7. Testing expectations¶
A task is incomplete without evidence appropriate to its risk:
- domain unit tests;
- database and API integration tests;
- Android ViewModel and Compose tests;
- authorization tests for every protected action;
- offline/retry tests for sync behaviour;
- upload and file-access tests for evidence;
- accessibility checks for customer-facing screens;
- negative cases and fraud/abuse scenarios;
- documentation validation.
Never remove a failing test to make CI green.

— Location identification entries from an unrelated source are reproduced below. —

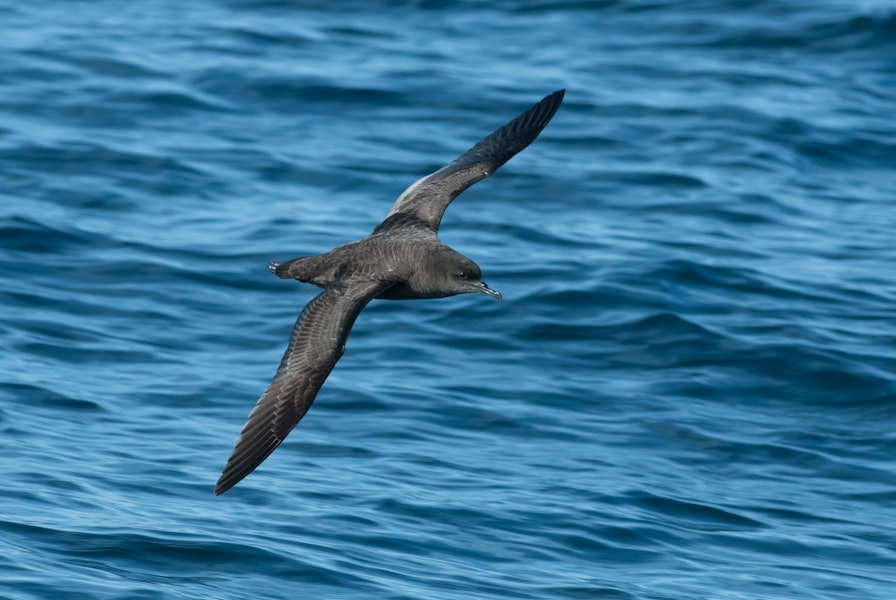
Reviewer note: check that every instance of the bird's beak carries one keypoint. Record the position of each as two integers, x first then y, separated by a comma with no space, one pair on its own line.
487,290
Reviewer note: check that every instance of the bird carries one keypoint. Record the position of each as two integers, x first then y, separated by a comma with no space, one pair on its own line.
402,259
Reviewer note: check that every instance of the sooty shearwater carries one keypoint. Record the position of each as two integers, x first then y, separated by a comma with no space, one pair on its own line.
403,259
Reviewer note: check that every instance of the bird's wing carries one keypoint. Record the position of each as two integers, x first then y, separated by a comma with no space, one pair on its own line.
317,342
428,198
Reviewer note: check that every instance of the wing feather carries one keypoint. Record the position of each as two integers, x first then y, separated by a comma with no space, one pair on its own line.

Quarantine only with an issue, owner, reason and expiry date.
8. Security and public-repository rules¶
Never commit:
- real identity documents or certificates;
- real customer/provider personal data;
- exact private coordinates;
- API keys, passwords, tokens or service-account files;
- production environment files;
- unredacted logs;
- proprietary third-party datasets.
Use .env.example with placeholders. Assume every committed byte is permanently public.
9. Completion evidence¶
Each handoff must state:
- task and phase;
- exact commit and merged checkpoint PR, when applicable;
- files/modules changed;
- migrations added;
- commands run and results;
- linked issues updated or closed;
- known limitations;
- security/privacy implications;
- next approved task;
- whether the working tree is clean.
Use docs/operations/AGENT_HANDOFF_TEMPLATE.md.
10. Stop conditions¶
Stop and document the blocker instead of guessing when:
- a legal requirement is unclear;
- a payment or mapping provider has not been approved;
- production credentials would be required;
- a migration could destroy data;
- verification policy conflicts with public copy;
- source documents are stale or contradictory;
- an existing failure cannot be isolated;
- the assigned phase is not authorized.